Tuesday, July 23, 2019

On This Day - "Girls Give Up at Minneapolis"

Today, we continue our "On This Day" series in 1944, following the Milwaukee Chicks and their 1944 All-American Girls Professional Ball League championship season as it happened.

We've tracked some wonderful and compelling moments so far, from Spring Training to Opening Day to behind-the-scenes pics at Borchert Field to "double-header" concerts with the Milwaukee Symphony Orchestra. From triumphs to personal tragedies. But on this day seventy-five years ago, on Sunday, July 23, 1944, the Milwaukee Journal brought its readers the worst news of the season so far:

Girls Give Up at Minneapolis

Drop Home Schedule

The All-American Girls' Professional Ball league has given up in Minneapolis. The Lakers, representing that city, will continue to play but only as a road team, which will add six games to the schedules at Kenosha and South Bend and four games to the schedules at Milwaukee and Rockford.

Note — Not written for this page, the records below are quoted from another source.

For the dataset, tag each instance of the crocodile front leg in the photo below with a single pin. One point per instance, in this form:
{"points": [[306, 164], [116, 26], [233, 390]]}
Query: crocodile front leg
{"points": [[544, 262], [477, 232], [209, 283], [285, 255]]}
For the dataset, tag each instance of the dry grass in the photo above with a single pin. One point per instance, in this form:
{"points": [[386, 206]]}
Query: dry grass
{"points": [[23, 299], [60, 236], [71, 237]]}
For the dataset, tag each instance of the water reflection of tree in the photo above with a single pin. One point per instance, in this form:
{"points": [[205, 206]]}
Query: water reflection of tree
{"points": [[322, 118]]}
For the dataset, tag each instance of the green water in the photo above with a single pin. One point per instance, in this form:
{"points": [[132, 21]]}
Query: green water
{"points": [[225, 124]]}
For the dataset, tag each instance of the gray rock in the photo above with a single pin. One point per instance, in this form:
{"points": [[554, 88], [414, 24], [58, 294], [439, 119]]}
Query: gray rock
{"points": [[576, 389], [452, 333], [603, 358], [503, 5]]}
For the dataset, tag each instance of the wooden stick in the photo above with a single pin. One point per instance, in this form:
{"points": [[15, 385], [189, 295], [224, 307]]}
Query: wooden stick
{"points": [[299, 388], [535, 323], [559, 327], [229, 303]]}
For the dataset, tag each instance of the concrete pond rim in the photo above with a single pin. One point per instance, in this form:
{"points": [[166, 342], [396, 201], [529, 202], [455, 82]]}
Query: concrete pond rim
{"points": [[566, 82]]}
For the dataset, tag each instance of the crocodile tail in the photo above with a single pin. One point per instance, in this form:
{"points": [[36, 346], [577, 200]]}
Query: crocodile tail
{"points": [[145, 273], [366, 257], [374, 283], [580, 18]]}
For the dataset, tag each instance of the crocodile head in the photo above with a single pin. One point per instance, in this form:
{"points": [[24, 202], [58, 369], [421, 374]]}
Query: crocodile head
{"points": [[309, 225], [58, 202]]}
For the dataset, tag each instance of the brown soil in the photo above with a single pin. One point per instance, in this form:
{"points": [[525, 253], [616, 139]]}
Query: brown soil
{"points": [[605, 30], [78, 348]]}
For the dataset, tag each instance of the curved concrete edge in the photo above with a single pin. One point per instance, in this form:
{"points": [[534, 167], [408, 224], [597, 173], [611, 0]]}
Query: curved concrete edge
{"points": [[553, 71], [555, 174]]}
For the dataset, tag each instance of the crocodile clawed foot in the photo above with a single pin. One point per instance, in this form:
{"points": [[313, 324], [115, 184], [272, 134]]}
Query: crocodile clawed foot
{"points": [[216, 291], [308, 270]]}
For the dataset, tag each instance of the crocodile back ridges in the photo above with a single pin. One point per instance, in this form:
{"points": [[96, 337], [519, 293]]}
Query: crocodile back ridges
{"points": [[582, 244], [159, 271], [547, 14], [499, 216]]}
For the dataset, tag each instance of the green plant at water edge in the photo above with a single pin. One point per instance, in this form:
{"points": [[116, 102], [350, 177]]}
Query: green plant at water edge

Minneapolis and Milwaukee were added to the league this season. President Ken Sells explained Saturday that Minneapolis "apparently is not yet ready for for this new sport. Attendance has not been large enough to warrant continuing there this summer."

The Milwaukee Schnitts swapped Marie Kaczmierczak for Josephine Figlio of Racine Saturday. Both are infielders. The Lakers signed Margaret Callaghan, a third baseman from the Pacific coast.

Milwaukee and Racine, after their league game Thursday afternoon, will go to soldiers' home to play an exhibition game at 6:30 p. m.

The Lakers defeated the Schnitts Saturday night, 5-4, at Borchert field. The Schnitts stole 14 bases.
The Journal fails to even acknowledge the follow-up question: What about Milwaukee? They were also struggling at the box office, possibly because the league insisted on pricing their tickets at the same level as the popular and established Brewers. But were they struggling enough to put a second season at risk? The paper is silent.

So Minneapolis was out of the league. The Millerettes/Lakers had earned a new nickname, one that would follow them through the remainder of the 1944 season: the "Minneapolis Orphans". The AAGPBL's grand experiment with major cities was on the ropes.